@deportesavila / El Club Ábula de Tenis de Mesa ha ofrecido un homenaje a su presidente y fundador, Miguel Ángel Rodríguez Martín, que hace tres años sufrió un ictus y que desde entonces, en una batalla larga y dura, dedica sus esfuerzos diarios a combatir sus secuelas.

Compañeros y amigos de Miguel Ángel se reunieron ayer en una sala cedida por Pronisa para reconocer su contribución al impulso en Ávila de un deporte minoritario como el tenis de mesa. Trabajo que empezó a realizar en el año 1998 cuando se trasladó a vivir a la ciudad amurallada. En su anterior residencia en Miranda de Ebro (Burgos) ya había fundado el Club Dolmen de tenis de mesa.

La gran contribución de este hombre fue transformar en Ávila el ping pong -algo informal que se jugaba en algunas salas de la ciudad- en tenis de mesa, como deporte, como unión, como referente en Castilla y León.

Cuando llegó a la capital abulense Miguel Ángel Rodríguez se encontró con cuatro o cinco locales donde se podía practicar el ping-pong, entre ellos el salón parroquial del ICM. Al ver que a la gente le gustaba este deporte, decidió fundar un club cuya esencia era la amistad, no la competición. Los compañeros de entonces son los que han decidido darle el homenaje.

Entre los logros conseguidos por el homenajeado entre 1998 y 2016 se encuentra la creación de la Escuela Municipal de Tenis, donde decenas de chavales iban a entrenar todas las semanas, incluso alguno de ellos ha destacado en el tenis de mesa a nivel regional, alcanzando becas para estudiar. Otros han sido remunerados por jugar en clubes de Castilla y León en Valladolid y Segovia.

Miguel Ángel Rodríguez contribuyó a la creación de la federación abulense de tenis de mesa. Gracias a ella en el año 2010 se celebraron en el CUM Carlos Sastre la Copa de la Reina de Tenis de Mesa para discapacitados físicos y el Campeonato de España Universitario, contando con cientos de participantes. Un hito importante para un club de amigos donde todos los años uno o dos equipos han competido a nivel regional, ascendiendo en más de una ocasión a División de Honor.

El Ábula TM ha organizado todos los años los torneos de La Santa y Reyes, con equipos llegados de toda España, fomentando la amistad con clubes de Salamanca, Burgos, Valladolid, Segovia, Madrid, Toledo, Zamora, León, etc. Cada edición crecía el número de participantes, con el pabellón de San Antonio albergando más de 200 jugadores en los últimos años.

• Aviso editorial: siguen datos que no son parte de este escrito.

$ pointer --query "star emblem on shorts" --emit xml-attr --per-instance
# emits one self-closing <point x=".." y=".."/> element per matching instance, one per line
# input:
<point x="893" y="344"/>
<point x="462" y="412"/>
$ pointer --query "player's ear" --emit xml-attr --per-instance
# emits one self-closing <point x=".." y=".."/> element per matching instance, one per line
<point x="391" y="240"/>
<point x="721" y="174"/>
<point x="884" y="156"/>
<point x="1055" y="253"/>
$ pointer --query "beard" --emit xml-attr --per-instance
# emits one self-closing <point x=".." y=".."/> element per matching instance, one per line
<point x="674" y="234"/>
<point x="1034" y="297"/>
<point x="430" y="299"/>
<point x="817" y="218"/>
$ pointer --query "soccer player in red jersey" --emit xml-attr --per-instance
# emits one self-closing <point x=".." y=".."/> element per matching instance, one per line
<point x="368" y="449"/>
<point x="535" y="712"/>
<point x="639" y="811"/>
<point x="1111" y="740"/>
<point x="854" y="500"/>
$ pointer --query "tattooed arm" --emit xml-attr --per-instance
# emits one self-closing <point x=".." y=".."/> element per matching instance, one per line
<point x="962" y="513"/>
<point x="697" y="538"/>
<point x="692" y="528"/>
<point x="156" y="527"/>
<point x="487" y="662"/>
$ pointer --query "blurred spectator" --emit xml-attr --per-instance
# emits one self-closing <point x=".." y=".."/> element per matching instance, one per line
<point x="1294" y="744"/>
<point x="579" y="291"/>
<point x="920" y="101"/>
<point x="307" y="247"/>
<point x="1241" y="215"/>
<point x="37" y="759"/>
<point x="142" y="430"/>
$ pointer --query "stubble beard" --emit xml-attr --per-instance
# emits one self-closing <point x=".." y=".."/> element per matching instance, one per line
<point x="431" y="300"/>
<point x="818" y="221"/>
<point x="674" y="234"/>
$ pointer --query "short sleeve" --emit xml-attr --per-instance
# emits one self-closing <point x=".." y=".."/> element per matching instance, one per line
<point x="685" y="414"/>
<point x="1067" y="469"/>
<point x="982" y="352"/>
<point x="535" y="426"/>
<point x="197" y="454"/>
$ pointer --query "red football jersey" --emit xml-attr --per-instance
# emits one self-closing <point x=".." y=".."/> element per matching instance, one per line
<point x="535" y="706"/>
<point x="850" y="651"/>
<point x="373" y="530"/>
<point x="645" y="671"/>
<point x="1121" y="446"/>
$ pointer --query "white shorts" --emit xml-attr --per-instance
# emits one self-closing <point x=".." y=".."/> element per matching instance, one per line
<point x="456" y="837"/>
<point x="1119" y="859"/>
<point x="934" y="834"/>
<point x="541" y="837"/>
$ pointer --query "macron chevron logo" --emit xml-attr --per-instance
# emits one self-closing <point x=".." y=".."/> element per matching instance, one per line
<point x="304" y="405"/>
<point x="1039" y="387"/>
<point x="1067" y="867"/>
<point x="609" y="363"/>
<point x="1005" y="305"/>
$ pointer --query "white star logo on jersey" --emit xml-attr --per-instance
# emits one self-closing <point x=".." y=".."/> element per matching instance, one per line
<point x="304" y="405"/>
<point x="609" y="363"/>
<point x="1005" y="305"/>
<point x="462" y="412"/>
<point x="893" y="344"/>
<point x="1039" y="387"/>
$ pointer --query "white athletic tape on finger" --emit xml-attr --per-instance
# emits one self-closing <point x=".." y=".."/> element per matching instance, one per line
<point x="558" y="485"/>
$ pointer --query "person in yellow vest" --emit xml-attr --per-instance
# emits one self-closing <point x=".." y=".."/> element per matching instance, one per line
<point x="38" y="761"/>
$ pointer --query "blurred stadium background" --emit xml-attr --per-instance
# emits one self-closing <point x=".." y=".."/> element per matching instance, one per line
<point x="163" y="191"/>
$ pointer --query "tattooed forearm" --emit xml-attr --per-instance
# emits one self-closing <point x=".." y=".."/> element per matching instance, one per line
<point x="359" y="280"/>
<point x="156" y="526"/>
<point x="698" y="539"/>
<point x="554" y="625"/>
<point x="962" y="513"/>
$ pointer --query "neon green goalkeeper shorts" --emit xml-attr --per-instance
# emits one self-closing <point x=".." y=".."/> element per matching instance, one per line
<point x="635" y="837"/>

Javier Rodríguez, hijo del homenajeado ha ensalzado el tenis de mesa, una disciplina que le ha enseñado, aunque no fuera su deporte favorito. Resalta dos valores del mismo: “uno la amistad, pese a la competitividad que puede existir en una partida, en un torneo”, que “era la excusa perfecta para reencontrarse amigos y compañeros para irse a comer todos juntos, daba igual de donde vinieran porque todos compartían mesa y mantel”.

El otro valor “es que cada punto es una partida diferente, quiero decir, tú puedes ir perdiendo 10-0 y la siguiente bola puede hacer que pierdas o que sigas vivo en esa partida, por tanto, tienes que lucharla hasta la final, porque bola a bola se puede llegar a empatar a 10, extender la partida a los 12 puntos (ya que se gana un set sacando un mínimo de dos puntos de ventaja) y puedes terminar ganando la partida 10-12, por tanto, mientras haya una bola por jugar no puedes bajar los brazos”.

Este deporte no importa que seas bajo, alto, bajo, gordo, delgado, tu condición física no hace que destaques más o mejor, integra hombres y mujeres, puedes jugar con cualquiera y pasar un rato agradable, de todos es sabido que Cristiano Ronaldo es un amante del tenis de mesa”, comenta Javier Rodríguez, quien ha agradecido el acto de homenaje en nombre de su padre que “ahora él pierde 10-0, pero estoy convencido por su carácter que va a ganar 10-12 y hoy le habéis ayudado a ese primer punto que es el más difícil de conseguir cuando la partida es complicada y el rival parece más fuerte que tú. Seguro que pronto estará de vuelta ayudando a seguir con este club de amigos”.